So you extracted it to the folder and it looks like this?


----------



## e4et

Quote:


> Originally Posted by *superszabo*
> 
> No. I just want to achieve higher OC and I dont want to use this command line parameters for Afterburner. I would like to manipulate my BIOS for example with +100mv by default...


So can the same be done to increase +25mv to the card to fix the black screen issue ?
I have a MSI 920 gaming and cant install any drivers above 14.4 (which I got from MSI's product support page. Or are we in agreement that its actually something that AMD needs to fix with their drivers?


----------



## superszabo

Quote:


> Originally Posted by *e4et*
> 
> So can the same be done to increase +25mv to the card to fix the black screen issue ?
> I have a MSI 920 gaming and cant install any drivers above 14.4 (which I got from MSI's product support page. Or are we in agreement that its actually something that AMD needs to fix with their drivers?

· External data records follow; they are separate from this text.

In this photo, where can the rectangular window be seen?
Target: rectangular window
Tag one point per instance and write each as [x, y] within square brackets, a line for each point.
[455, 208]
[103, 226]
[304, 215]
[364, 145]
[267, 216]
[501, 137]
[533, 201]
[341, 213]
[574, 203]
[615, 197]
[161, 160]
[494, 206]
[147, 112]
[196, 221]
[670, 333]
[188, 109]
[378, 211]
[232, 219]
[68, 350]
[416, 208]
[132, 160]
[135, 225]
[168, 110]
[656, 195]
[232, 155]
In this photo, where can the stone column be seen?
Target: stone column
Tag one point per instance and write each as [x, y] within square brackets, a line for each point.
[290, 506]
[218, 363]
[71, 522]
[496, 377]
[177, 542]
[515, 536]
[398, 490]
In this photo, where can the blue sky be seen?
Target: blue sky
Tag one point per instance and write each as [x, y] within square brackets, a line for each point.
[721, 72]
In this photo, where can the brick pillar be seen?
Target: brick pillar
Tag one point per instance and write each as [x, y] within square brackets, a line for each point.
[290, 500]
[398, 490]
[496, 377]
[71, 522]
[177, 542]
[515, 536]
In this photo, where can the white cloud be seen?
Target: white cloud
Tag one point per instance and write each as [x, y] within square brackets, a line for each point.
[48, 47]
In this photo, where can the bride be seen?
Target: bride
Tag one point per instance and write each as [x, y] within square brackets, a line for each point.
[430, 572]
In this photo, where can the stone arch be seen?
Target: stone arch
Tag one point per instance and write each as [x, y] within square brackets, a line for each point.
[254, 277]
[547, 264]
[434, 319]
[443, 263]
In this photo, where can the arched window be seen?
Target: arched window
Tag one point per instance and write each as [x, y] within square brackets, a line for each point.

I dont think that it is something that AMD needs to fix. I agree that my intention would also solve your problem with black screen issue.
What BIOS-Version do you use? Just as an advice: Try one of the Powercolor PCS+ BIOS. Im not able to use these BIOS-Versions because of an custom design but after flashing I have noticed that the IDLE-Voltage had increased from 0.965 to 1.07. So it should fix your problem. Try it!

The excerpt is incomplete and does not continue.